Former Vice President Mike Pence hit another presidential early voting state Thursday evening, fueling 2024 campaign speculation by headlining the Hillsborough County Republican Committee's annual Lincoln-Reagan Dinner in Manchester, New Hampshire.
If he is going to run for president, Thursday night's speech highlighted the disagreement with his former boss -- also a possible challenger for the GOP nomination -- over how he views the Jan. 6 Capitol insurrection.
Near the end of his 30-minute speech, Pence talked about the Jan. 6 attack on the Capitol, and while he called it a "dark day," he glossed over some of the horror of it -- saying that with "swift action of the Capitol Police and federal law enforcement violence was quelled." Pence did not discuss how former President Donald Trump's false claims of a stolen election fueled the rioting.

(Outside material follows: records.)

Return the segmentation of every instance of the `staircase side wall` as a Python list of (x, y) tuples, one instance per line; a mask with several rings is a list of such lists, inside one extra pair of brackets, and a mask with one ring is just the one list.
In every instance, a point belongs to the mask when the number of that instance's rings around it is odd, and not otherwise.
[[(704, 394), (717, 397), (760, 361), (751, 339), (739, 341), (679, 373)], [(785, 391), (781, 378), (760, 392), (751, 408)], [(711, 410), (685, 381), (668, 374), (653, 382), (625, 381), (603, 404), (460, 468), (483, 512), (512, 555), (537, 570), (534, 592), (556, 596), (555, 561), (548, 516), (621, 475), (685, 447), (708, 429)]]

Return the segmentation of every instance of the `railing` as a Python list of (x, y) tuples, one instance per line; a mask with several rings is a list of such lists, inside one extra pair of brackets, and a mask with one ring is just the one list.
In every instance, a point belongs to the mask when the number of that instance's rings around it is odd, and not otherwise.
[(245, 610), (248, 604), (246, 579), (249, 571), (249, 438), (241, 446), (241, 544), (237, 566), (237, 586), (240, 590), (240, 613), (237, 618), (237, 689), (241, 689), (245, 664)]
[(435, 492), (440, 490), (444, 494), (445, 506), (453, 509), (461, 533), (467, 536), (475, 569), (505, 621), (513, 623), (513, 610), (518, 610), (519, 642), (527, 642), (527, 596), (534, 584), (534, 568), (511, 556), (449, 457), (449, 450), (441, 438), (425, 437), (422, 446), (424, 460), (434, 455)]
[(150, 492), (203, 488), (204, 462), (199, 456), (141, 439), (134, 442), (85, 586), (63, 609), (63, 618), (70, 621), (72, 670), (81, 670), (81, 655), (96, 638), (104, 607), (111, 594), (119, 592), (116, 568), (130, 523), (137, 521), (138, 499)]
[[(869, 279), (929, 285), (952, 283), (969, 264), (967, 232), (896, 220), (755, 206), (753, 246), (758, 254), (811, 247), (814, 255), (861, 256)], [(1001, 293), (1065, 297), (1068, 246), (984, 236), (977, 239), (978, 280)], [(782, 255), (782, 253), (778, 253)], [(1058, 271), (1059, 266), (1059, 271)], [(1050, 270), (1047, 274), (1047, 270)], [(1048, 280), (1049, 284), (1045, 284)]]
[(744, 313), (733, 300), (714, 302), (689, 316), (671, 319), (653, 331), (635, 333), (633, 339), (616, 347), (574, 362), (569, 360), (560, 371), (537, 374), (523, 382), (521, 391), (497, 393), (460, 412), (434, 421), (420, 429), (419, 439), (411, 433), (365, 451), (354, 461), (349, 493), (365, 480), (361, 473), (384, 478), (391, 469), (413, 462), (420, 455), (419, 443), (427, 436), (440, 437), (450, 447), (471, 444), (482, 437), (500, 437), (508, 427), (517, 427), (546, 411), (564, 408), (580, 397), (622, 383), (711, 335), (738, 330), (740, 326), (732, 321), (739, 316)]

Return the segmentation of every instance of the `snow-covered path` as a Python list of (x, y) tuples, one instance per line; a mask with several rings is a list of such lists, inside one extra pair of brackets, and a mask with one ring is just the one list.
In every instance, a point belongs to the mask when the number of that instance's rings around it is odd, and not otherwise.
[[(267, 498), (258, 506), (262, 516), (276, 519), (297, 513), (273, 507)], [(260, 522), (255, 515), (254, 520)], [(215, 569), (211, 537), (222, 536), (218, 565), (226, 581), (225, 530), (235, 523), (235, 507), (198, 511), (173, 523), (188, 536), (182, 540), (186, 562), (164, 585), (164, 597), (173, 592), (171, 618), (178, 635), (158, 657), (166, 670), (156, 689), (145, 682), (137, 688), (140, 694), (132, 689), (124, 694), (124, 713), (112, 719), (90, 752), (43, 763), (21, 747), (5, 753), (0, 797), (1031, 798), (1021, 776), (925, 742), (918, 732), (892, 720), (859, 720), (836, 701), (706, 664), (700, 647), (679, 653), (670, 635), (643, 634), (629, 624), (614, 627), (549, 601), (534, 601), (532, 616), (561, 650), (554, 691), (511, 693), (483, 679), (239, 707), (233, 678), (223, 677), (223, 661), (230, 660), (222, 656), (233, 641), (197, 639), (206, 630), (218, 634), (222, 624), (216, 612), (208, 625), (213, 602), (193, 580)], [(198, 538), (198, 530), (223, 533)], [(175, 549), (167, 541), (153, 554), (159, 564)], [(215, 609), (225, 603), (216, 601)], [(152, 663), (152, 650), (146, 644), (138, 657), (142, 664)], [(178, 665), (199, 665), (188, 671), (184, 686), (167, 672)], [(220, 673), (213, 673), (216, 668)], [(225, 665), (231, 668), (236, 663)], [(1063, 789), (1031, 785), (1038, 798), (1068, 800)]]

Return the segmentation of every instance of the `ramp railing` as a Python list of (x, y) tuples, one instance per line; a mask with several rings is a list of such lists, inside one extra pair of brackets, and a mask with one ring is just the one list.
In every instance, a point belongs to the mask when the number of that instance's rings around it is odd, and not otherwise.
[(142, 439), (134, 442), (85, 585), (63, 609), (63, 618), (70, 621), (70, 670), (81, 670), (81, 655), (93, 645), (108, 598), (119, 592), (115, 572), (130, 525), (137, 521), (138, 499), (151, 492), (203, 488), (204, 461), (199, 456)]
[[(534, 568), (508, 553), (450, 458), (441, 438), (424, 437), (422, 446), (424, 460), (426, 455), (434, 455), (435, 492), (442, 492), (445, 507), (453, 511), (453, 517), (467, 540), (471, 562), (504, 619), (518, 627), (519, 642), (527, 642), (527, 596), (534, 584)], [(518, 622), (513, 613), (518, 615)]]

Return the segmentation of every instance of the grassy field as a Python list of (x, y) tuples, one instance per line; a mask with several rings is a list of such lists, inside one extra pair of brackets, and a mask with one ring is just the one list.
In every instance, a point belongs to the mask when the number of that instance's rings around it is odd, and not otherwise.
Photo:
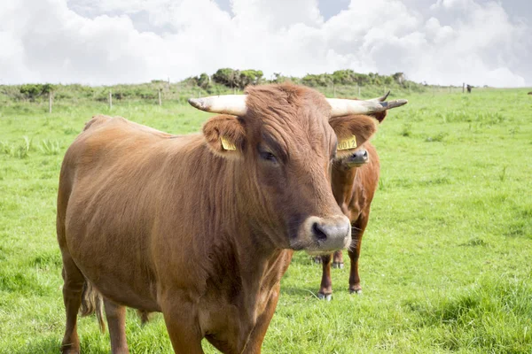
[[(360, 260), (317, 300), (321, 267), (296, 254), (265, 353), (531, 353), (532, 96), (475, 89), (403, 96), (375, 138), (381, 180)], [(96, 113), (171, 133), (208, 114), (165, 103), (0, 107), (0, 352), (55, 353), (64, 330), (56, 193), (65, 150)], [(346, 257), (346, 261), (348, 262)], [(160, 315), (129, 312), (134, 353), (170, 353)], [(94, 318), (79, 321), (84, 353), (109, 352)], [(208, 353), (215, 350), (207, 343)]]

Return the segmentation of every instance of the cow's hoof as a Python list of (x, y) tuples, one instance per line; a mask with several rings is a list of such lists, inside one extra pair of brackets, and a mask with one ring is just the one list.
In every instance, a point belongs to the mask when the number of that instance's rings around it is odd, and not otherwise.
[(317, 298), (320, 300), (331, 301), (331, 299), (332, 298), (332, 294), (317, 293)]

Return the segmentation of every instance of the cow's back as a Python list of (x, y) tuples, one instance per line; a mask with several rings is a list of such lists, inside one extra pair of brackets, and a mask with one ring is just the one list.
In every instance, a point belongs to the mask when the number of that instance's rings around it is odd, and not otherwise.
[(200, 135), (178, 137), (97, 116), (67, 150), (59, 178), (59, 243), (107, 297), (159, 310), (152, 237), (166, 212), (169, 161), (178, 163), (180, 147), (201, 142)]

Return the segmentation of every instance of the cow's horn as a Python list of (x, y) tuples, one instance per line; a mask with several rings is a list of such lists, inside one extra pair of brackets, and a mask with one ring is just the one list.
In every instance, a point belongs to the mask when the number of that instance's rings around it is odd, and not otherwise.
[(388, 91), (387, 92), (386, 95), (381, 96), (380, 97), (372, 98), (371, 100), (368, 100), (368, 101), (372, 101), (372, 102), (384, 102), (387, 98), (387, 96), (390, 94), (390, 92), (392, 92), (392, 91), (390, 91), (388, 89)]
[(210, 96), (208, 97), (189, 98), (193, 107), (213, 113), (243, 116), (246, 114), (246, 95)]
[[(379, 99), (379, 98), (377, 98)], [(331, 105), (331, 117), (340, 117), (348, 114), (378, 113), (408, 104), (405, 99), (389, 102), (376, 102), (373, 100), (358, 101), (340, 98), (327, 98)]]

Five people were killed as a result of the rioting, including Capitol Police officer Brian Sicknick, while another police officer involved in the fighting died by suicide in the wake of the attack. Dozens of other law enforcement personnel suffered injuries and discussed the brutal hand-to-hand combat with rioters.
But he did make a notable admission about how he and Trump view that day.
"President Trump and I've spoken many times since we left office," Pence told the crowd in Manchester. "And I don't know if we'll ever see eye to eye on that day. But I will always be proud of what we accomplished for the American people over the last four years."
Pence was in the Capitol when supporters of Trump pushed through barriers and attacked police officers in a bid to stop the counting of the electoral votes that confirmed Joe Biden as president. As Pence oversaw the count, Trump called for his No. 2 to overturn the results, despite no mechanism to do so. The calls from Trump and his supporters led to angry chants from protesters to "Hang Mike Pence" as he rejected any notion of overturning the election results.
Yet, Pence went on to say Thursday, "I will not allow Democrats or their allies in the media to use one tragic day to discredit the aspirations of millions of Americans."
The former vice president spent much of the speech touting what he viewed as the Trump administration's accomplishments, and blasting the Biden administration's first few months in office, including their "explosion of runaway spending."
Before he laid into the current White House, he joked, "The governor said he didn't come here to bash the current administration. Well, I did. So buckle up."
While Pence avoided promoting conspiracies about the election or any mention of the so-called audits happening in Arizona and Georgia, he did talk about "election integrity" and endorsed efforts in state legislatures nationwide to enact GOP-led voting legislation. Democrats have referred to this legislation, pushed with differing success in states like Georgia and Texas, as voter suppression tactics.
"It will be our party that makes it clear that election integrity is a national imperative, but a state responsibility," Pence said. "The truth is, after an election that saw several states around the country literally set aside laws enacted by their legislatures, now is the time for states to ensure that one-person, one-vote principle that is at the center of our system is protected -- guaranteed."
Blasting H.R. 1, the Democrat-led ethics and voting rights package, Pence said Speaker Nancy Pelosi and Democrats in Washington "want to literally codify many of the very practices that create the greatest opportunity for fraud." Democrats say the law would make voting more accessible.
He also said Thursday that Republicans will "never let" Pelosi "take the first in the nation primary from New Hampshire."
Pence's visit to New Hampshire was just his latest to a state with an early primary. New Hampshire traditionally holds the first primary in the nation. In late April, Pence gave his first speech since leaving office at an event in Columbia, South Carolina, another early voting primary state.
Pence also blasted Biden's response to the recent fighting that broke out between Israel and Hamas in his New Hampshire visit.
"After our administration stood strong with Israel every day for four years. President Biden restored hundreds of millions of dollars to the Palestinian Authority, announced plans to begin negotiations again with Iran, and even remained silent as Hamas terrorists were firing thousands of rockets at Israeli citizens. Incredible," Pence said. "President Biden replaced strength with weakness, moral clarity with confusion, and loyalty with betrayal."
Biden, however, did repeatedly condemn Hamas firing rockets into Israel and on multiple occasions said the country had a right to defend itself.
ABC News' Mark Osborne contributed to this report.